I know that your policy is to provide support only from your authorized resellers. However, it appears that we can not get any support from them. So, we are left with 2 choices here. We either we get some support directly from you or we ship back the product and look for an alternative vendor for our storage needs.

Thank you,

Terry_Kennedy · Jan 18, 2015

gkontos said:
I have contacted SuperMicro directly again. If they don't respond within 2 days, the machine goes back and we are looking for a different vendor.

I have always had excellent support from Supermicro. And they definitely know what FreeBSD is (despite lumping it under "Linux" in their charts). Of course, I am the reseller, but I have received good support regardless of whether I identified myself or not. (One of my rules for selecting suppliers is to see how they treat "the little guy" before I begin a reseller relationship with them.)

For many years, I have done my own builds from scratch (example), because I kept running into the same sort of unintelligent responses from "integrators".

If I were less skilled at this or wanted to expend somewhat more money and a lot less time, I'd probably purchase a preconfigured system from a place like iXsystems.

User23 · Jan 19, 2015

At least LSI posts some compatibility documents (can't find any on SM site for backplanes).

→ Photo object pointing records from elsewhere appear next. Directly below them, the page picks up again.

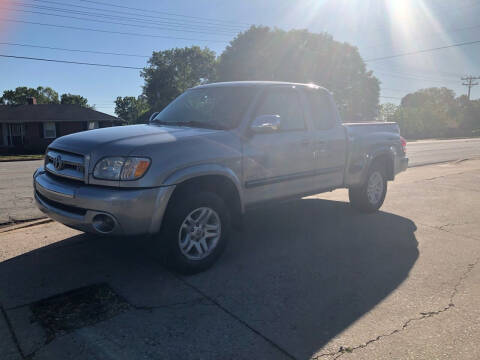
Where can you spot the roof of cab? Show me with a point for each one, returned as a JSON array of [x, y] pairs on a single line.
[[257, 84]]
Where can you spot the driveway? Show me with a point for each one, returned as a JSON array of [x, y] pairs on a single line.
[[308, 279]]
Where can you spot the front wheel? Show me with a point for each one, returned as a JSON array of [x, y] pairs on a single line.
[[369, 196], [194, 232]]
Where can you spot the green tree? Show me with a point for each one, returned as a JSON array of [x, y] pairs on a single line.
[[71, 99], [19, 96], [131, 109], [171, 72], [387, 111], [261, 53], [428, 113]]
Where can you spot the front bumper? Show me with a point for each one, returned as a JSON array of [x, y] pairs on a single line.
[[75, 204], [403, 164]]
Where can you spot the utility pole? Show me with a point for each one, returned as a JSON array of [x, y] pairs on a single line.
[[469, 82]]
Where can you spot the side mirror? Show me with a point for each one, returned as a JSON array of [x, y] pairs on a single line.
[[266, 124], [153, 116]]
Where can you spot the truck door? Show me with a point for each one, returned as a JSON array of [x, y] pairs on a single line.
[[329, 139], [280, 163]]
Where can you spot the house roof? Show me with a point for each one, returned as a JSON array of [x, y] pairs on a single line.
[[51, 112]]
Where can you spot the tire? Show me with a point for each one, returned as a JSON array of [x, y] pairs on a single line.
[[186, 239], [370, 199]]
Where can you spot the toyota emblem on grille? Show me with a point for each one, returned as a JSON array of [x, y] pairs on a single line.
[[57, 162]]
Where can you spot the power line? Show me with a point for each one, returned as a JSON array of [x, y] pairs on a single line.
[[150, 20], [423, 51], [111, 32], [156, 11], [71, 62], [198, 20], [73, 50], [407, 77], [469, 83], [218, 32]]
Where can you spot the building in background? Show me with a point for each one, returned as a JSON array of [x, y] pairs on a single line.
[[30, 128]]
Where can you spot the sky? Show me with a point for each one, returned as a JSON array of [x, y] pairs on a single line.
[[379, 28]]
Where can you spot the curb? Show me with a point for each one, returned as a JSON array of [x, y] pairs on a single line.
[[23, 225]]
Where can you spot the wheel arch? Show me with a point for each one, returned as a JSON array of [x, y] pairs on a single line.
[[212, 177]]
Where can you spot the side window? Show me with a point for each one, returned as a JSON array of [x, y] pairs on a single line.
[[286, 104], [321, 109]]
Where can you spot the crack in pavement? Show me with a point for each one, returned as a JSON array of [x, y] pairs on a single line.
[[12, 333], [424, 315], [235, 317]]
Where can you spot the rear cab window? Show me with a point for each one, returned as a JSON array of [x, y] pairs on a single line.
[[322, 111], [285, 103]]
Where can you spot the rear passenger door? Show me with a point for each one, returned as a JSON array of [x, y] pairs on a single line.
[[329, 139], [279, 164]]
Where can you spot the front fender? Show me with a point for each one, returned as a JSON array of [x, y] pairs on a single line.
[[194, 171]]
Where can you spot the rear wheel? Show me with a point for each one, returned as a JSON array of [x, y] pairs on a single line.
[[369, 196], [194, 232]]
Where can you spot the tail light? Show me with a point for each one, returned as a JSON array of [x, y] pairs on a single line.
[[404, 144]]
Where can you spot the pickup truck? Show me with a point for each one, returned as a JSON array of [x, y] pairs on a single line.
[[210, 155]]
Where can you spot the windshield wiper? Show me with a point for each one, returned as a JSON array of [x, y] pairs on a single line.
[[201, 124], [192, 123]]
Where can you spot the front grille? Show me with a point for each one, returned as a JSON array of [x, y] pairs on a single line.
[[64, 207], [65, 164]]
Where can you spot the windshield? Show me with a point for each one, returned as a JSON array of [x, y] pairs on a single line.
[[215, 107]]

https://www.lsi.com/downloads/Public/Host Bus Adapters/Host Bus Adapters Common Files/LSI_12Gb_SAS_SATA_HBA_Compatibility_List.pdf

The controller and the backplanes are tested, but the 6TB Reds are not. I would check it with a mix of different HDDs. Because of the replaced controller I would blame the HDDs and the driver first.

User23 · Jan 19, 2015

Terry_Kennedy said:
I have always had excellent support from Supermicro. And they definitely know what FreeBSD is (despite lumping it under "Linux" in their charts). Of course, I am the reseller, but I have received good support regardless of whether I identified myself or not. (One of my rules for selecting suppliers is to see how they treat "the little guy" before I begin a reseller relationship with them.)

I like to sign that

gkontos · Jan 19, 2015

User23 said:
The controller and the backplanes are tested, but the 6TB Reds are not. I would check it with a mix of different HDDs. Because of the replaced controller i would blame the HDDs and the driver first.

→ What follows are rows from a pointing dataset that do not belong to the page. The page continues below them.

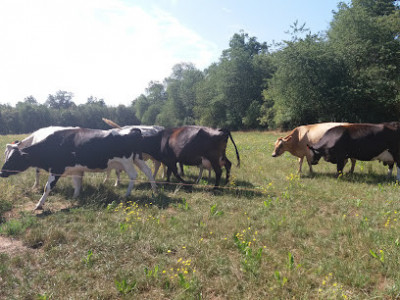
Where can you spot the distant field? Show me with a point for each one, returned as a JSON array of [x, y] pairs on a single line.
[[269, 234]]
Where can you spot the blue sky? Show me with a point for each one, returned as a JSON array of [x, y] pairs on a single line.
[[112, 49]]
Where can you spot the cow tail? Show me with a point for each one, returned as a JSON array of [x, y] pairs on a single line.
[[111, 123], [237, 152]]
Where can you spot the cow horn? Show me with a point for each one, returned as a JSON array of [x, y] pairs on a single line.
[[111, 123]]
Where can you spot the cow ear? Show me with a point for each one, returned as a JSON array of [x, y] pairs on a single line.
[[9, 147], [288, 138]]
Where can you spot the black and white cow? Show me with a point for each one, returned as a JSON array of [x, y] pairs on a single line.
[[362, 142], [73, 151], [35, 137], [193, 146], [146, 131]]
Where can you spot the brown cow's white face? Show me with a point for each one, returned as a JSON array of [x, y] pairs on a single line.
[[280, 146]]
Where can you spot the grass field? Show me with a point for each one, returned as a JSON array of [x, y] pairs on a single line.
[[269, 234]]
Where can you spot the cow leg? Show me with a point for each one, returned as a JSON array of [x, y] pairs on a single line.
[[398, 172], [228, 166], [118, 180], [157, 165], [353, 165], [36, 184], [201, 168], [309, 161], [218, 173], [340, 166], [300, 164], [51, 182], [132, 173], [390, 169], [146, 170], [182, 172], [77, 183], [108, 172]]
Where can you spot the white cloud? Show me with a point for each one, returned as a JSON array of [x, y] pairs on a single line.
[[104, 48]]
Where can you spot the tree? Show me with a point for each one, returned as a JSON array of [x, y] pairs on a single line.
[[30, 100], [181, 91], [365, 35], [61, 100], [155, 96], [234, 85], [94, 101]]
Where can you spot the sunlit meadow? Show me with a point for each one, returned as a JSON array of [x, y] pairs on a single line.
[[268, 234]]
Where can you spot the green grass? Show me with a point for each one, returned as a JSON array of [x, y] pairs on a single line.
[[269, 234]]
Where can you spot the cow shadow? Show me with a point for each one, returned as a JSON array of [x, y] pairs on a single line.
[[369, 178], [238, 189], [103, 196]]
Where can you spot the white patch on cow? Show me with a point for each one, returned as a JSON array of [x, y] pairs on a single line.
[[385, 156], [41, 134], [46, 193], [398, 173], [10, 148], [77, 183]]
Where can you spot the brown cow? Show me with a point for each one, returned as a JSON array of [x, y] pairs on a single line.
[[297, 140], [361, 141]]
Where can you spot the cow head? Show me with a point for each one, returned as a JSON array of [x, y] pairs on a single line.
[[316, 154], [281, 146], [16, 161]]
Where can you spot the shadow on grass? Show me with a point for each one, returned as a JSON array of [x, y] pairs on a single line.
[[369, 178], [240, 189]]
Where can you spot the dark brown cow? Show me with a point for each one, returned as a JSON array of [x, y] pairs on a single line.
[[359, 141], [191, 145]]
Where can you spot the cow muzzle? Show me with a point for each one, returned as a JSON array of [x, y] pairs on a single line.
[[4, 174]]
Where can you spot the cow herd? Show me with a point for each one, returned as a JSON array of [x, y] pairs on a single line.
[[72, 151], [338, 142]]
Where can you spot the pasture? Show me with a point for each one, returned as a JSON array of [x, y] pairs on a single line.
[[269, 234]]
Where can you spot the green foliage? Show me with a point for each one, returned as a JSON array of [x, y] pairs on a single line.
[[348, 73]]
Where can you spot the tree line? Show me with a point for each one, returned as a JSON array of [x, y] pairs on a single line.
[[349, 73]]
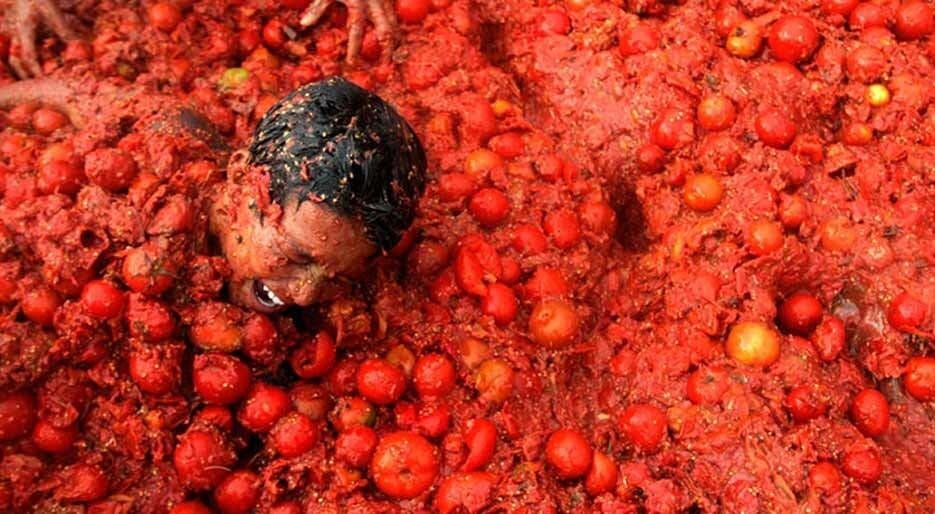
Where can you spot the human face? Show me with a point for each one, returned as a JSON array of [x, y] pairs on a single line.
[[292, 254]]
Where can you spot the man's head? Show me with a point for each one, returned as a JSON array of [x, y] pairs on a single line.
[[333, 176]]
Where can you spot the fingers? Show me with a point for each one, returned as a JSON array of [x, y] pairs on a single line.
[[356, 22], [384, 22], [55, 20], [314, 12]]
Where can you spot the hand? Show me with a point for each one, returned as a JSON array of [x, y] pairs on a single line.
[[379, 12], [22, 19]]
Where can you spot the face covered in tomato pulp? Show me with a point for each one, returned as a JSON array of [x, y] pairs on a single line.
[[332, 177]]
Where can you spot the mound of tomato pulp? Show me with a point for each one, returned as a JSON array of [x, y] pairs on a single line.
[[673, 257]]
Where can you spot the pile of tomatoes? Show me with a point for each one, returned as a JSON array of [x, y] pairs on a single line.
[[756, 338]]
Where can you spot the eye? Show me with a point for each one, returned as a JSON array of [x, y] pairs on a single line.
[[265, 296]]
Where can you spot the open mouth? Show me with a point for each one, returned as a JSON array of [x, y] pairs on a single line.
[[265, 296]]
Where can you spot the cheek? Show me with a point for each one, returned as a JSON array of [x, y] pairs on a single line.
[[348, 255]]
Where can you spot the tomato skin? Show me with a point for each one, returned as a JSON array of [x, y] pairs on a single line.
[[914, 20], [478, 120], [553, 23], [489, 206], [380, 382], [864, 466], [238, 493], [220, 379], [919, 378], [866, 64], [217, 415], [468, 492], [775, 129], [40, 305], [793, 210], [871, 412], [508, 144], [315, 356], [481, 440], [706, 386], [800, 313], [644, 425], [148, 269], [263, 406], [412, 11], [867, 15], [639, 39], [842, 7], [553, 323], [294, 434], [703, 192], [455, 187], [102, 299], [764, 237], [673, 129], [745, 39], [404, 465], [569, 453], [602, 477], [563, 228], [494, 380], [352, 411], [825, 477], [469, 273], [273, 34], [201, 458], [355, 445], [528, 239], [726, 17], [499, 303], [793, 38], [110, 168], [165, 16], [829, 338], [46, 121], [149, 320], [434, 375], [156, 369], [82, 483], [53, 439], [716, 112], [804, 404], [753, 344], [906, 313], [17, 415]]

The problem most likely, like others have mentioned, is in the firmware version of SAS expanders or the chassis. Unfortunately, SuperMicro does not have any updates on their website. I can't just buy 21 different drives to play with unless I have solid evidence that they are faulty. So far, the smartmon tools indicate otherwise.

User23 · Jan 19, 2015

SM is offering only a small set up backplanes, used in all their chassis products. If a firmware related bug only hits you I would be surprised, as long as more than you and 21 other people using this chassis with this backplane.

gkontos · Jan 19, 2015

User23 said:
SM is offering only a small set up backplanes, used in all their chassis products. If a firmware related bug only hits you i would be surprised, as long as more than you and 21 other people using this chassis with this backplane.

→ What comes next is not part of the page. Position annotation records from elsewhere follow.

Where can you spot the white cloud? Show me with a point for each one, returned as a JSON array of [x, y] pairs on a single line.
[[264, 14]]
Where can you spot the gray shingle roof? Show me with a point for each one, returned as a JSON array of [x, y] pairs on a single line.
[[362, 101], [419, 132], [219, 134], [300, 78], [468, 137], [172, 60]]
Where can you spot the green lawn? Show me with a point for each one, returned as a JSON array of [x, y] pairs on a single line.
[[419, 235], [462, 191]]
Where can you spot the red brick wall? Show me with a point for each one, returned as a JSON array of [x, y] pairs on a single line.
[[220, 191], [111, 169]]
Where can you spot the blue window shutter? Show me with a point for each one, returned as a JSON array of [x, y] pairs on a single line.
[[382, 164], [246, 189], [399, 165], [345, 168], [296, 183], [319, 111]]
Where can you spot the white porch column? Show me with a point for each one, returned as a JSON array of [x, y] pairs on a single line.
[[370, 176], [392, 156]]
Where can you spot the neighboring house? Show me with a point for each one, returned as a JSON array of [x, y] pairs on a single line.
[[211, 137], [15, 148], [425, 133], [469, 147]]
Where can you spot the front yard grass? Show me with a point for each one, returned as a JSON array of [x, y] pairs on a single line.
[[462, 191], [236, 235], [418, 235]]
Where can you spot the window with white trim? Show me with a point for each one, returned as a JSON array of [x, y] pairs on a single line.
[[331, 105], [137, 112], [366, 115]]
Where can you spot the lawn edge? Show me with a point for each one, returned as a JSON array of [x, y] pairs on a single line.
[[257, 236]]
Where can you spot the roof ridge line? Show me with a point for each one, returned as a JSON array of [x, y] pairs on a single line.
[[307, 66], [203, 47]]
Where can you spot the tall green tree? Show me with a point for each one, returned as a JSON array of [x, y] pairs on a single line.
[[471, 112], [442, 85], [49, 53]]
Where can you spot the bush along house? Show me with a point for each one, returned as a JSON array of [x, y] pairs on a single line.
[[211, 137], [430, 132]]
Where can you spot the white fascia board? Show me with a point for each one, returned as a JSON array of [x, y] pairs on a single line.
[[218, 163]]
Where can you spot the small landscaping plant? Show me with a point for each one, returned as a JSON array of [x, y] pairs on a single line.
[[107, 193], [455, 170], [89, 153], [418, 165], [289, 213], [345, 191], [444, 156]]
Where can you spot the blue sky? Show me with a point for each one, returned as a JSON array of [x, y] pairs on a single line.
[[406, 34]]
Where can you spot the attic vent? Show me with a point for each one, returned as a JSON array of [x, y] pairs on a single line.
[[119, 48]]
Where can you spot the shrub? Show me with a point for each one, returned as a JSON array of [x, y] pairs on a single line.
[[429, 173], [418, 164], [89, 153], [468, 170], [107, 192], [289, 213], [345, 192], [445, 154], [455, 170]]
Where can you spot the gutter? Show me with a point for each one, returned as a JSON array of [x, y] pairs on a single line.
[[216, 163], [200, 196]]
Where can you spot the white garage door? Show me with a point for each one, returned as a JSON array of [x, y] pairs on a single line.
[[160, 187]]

This is a brand new chassis that hit the market only a couple of months ago. I am not sure how many people are using it for their ZFS storage needs. So far, I have not meet any on the FreeBSD mailing lists. In any case, replacing 21 drives without any indication is an expense that can not be justified. If SM suggests that this is the way we should go then maybe that is what we need to do.

But the issue here so far has been the fact that we don't get any support. The response "try to set up the free software that is not many people used" is strictly unprofessional.